About Past Issues Editorial Board


Research Webzine of the KAIST College of Engineering since 2014

Fall 2023 Vol. 21

An AI that understands pixels with a few instructions

August 23, 2023   hit 406

 Understanding the meaning of pixels is fundamental in building a visual intelligence but often involves costly labeling. This work proposes an AI that can learn any pixel-labeling task using only a few labeled images.


The proposed method learns to associate pixels to any labels based on a few instructions. Once a user provides a set of labeled images, the model compares them with a query image and infers its per-pixel labels using the weighted combination of labeled images. The comparison mechanism is universal across different labels, thus the model can be applied to any per-pixel labeling problem with minor adjustments.

 The fundamental of building a visual intelligence is understanding the pixels. Given complex patterns of visual signals such as images, it is important to understand high-level meanings of every pixels, such as object categories, distance to the camera, orientation of the surface, velocity of motion, and boundary of the objects. All these problems relate to associating labels to the pixels, and are often referred to as dense prediction problems. As the name suggests, dense prediction broadly encapsulates many computer vision problems, often referred in different names depending on types of labels, such as object segmentation, object detection, pose estimation, depth estimation, and motion estimation.


 The key challenge to the dense prediction is collecting training data. In order to teach AI to infer per-pixel labels, each training image should be also have every pixel labeled. This per-pixel labeling is often too laborious and costly, putting major bottlenecks to building visual AI. Previous studies that attempted to reduce the need for labeled data have typically still demanded a substantial amount of such data, or they have concentrated on a particular group of tasks. The lack of a data-efficient, general-purpose AI for dense prediction tasks has led to limited applications in real-world computer vision problems, particularly in scenarios where available data is scarce.


 A research team led by Professor Seunghoon Hong from the School of Computing at KAIST has developed a novel framework that can efficiently learn arbitrary dense prediction tasks using only a small amount of labeled data. Their pioneering work was not only published but also honored with the Outstanding Paper Award at the 2023 International Conference on Learning Representations (ICLR), a premier conference in the fields of artificial intelligence and machine learning. Based on the Google Scholar h5-index, ICLR ranks first in the artificial intelligence category, and stands at 9th position across all categories, underscoring its significant academic influence. The awarded paper stood out as one of the top four out of the 1574 papers published at the conference.

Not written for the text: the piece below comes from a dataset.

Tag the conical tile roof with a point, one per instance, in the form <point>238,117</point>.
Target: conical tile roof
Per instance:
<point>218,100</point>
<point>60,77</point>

 The core principle of this research lies in unifying the learning mechanism that is inspired by how humans solve a new task – analogy-making. To solve a new task, the method first extracts local representations from a query image and a few given labeled images, then compares how similar they are. Based on the similarities, the method makes an analogy to the query image by combining the given labels, assigning greater weight to those that are more similar. This mechanism, named Visual Token Matching (VTM), is designed to address a variety of dense prediction tasks in a unified manner. Moreover, VTM has a flexible and data-efficient adaptation mechanism that allows it to learn various notions of similarity for the analogy making, which is crucial to solve different types of dense prediction tasks.
Figure 1. The core design principle is a combination of a task-agnostic architecture and a task-specific adaptation mechanism.
 Experimental results show that the proposed Visual Token Matching (VTM) method successfully learns various real-world dense prediction tasks. Impressively, VTM even rivals or surpasses previous models that use the whole labeled data, while using only 0.1% of the data. This rises a promising direction to real-world applications where available data is scarce and tasks are continuously changing.